Incluso si lo encontrara en un instante de conexión, el protocolo local de Tuya requiere que el dispositivo esté despierto para responder. Un sensor de CO a batería que duerme el 95% del tiempo no es compatible con integración local confiable.
Conclusión (del 1 de julio)
Dejé el sensor con la integración cloud. La función para la que fue comprado —detectar CO y disparar una alerta— funciona perfectamente. El historial queda con dos puntos, la batería siempre dice 0%, y algunas entidades están grises. Son las limitaciones de la plataforma Tuya WiFi con las que hay que convivir.
El sensor detectó el CO real de la salamandra mal cerrada. Para eso fue comprado. Eso funcionó. El resto es cosmético.
Actualización — 2 de julio de 2026
Hoy volvió a dispararse, y esta vez llegamos más alto: 120 ppm.
Contexto: afuera hay nieve y la temperatura no sube de -2°C. La salamandra lleva encendida 24 horas seguidas. Cuando una salamandra trabaja de forma continua acumula brasas y ceniza que eventualmente impiden que entre aire nuevo para la combustión. Para hacer lugar a más leña había que vaciarla —a mano, con un recipiente que no viene con el equipo— y en ese proceso, con la puerta abierta, el CO se disparó en cuestión de minutos.
Tuvimos que ventilar la habitación para que el sensor volviera a valores normales.
La Tromen funciona realmente bien: para una casa de campo grande y bastante antigua, sin ella el invierno sería inviable. La tenemos hace un par de años y no hemos tenido ningún problema de funcionamiento. Pero tiene un detalle de diseño que la mayoría de las salamandras comparten: no viene con ningún mecanismo para gestionar los residuos de la combustión.
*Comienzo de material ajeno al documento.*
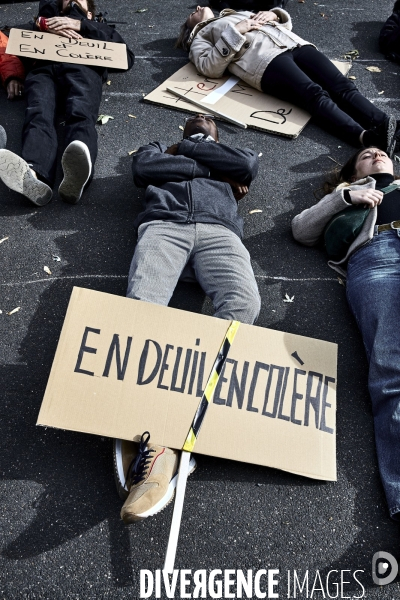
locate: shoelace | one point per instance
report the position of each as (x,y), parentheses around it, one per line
(136,470)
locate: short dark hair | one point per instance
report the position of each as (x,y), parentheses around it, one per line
(183,37)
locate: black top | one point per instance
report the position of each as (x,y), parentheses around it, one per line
(389,209)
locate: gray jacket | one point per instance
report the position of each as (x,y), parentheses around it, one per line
(186,188)
(216,45)
(308,227)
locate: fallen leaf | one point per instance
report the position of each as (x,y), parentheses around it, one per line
(103,119)
(351,54)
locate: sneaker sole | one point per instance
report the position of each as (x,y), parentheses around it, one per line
(77,167)
(16,175)
(163,502)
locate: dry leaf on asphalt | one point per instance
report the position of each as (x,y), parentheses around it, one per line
(103,119)
(351,55)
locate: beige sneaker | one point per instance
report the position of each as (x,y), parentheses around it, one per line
(151,477)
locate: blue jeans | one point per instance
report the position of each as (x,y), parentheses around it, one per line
(373,293)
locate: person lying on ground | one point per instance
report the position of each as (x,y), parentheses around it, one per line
(389,37)
(262,50)
(370,257)
(189,227)
(48,83)
(12,72)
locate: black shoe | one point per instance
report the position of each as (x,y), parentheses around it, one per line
(382,136)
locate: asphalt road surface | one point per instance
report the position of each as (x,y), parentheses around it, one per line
(60,532)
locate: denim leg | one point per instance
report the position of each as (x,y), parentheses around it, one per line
(373,292)
(223,269)
(39,136)
(161,254)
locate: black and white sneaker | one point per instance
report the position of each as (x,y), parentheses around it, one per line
(77,167)
(3,138)
(18,176)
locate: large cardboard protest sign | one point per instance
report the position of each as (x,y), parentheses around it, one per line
(47,46)
(233,97)
(123,367)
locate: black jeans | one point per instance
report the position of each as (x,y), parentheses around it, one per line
(80,88)
(308,78)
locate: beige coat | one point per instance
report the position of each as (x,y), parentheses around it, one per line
(308,227)
(216,45)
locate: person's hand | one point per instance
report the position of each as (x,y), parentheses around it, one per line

Eso requiere intervención manual, y esa intervención —abrir la puerta para retirar brasas— es exactamente el momento de mayor riesgo de CO.
Lo que estos dos eventos confirmaron es algo que quiero dejar escrito con claridad: si usás calefacción a leña, un detector de CO no es un accesorio, es una condición imprescindible. No todos los hogares tienen un sistema domótico que avise tanto en local como por Telegram a distancia, y el CO no avisa por sí solo — es inodoro, incoloro e indetectable sin un sensor.
La automatización actual funciona: Home Assistant disparó la alerta en tiempo real en ambos eventos. Pero hay margen para mejorarla — alertas por umbrales intermedios, notificaciones con instrucciones específicas (qué hacer, no solo que hay CO), y quizás algún mecanismo de ventilación automática. Eso viene en la próxima entrada.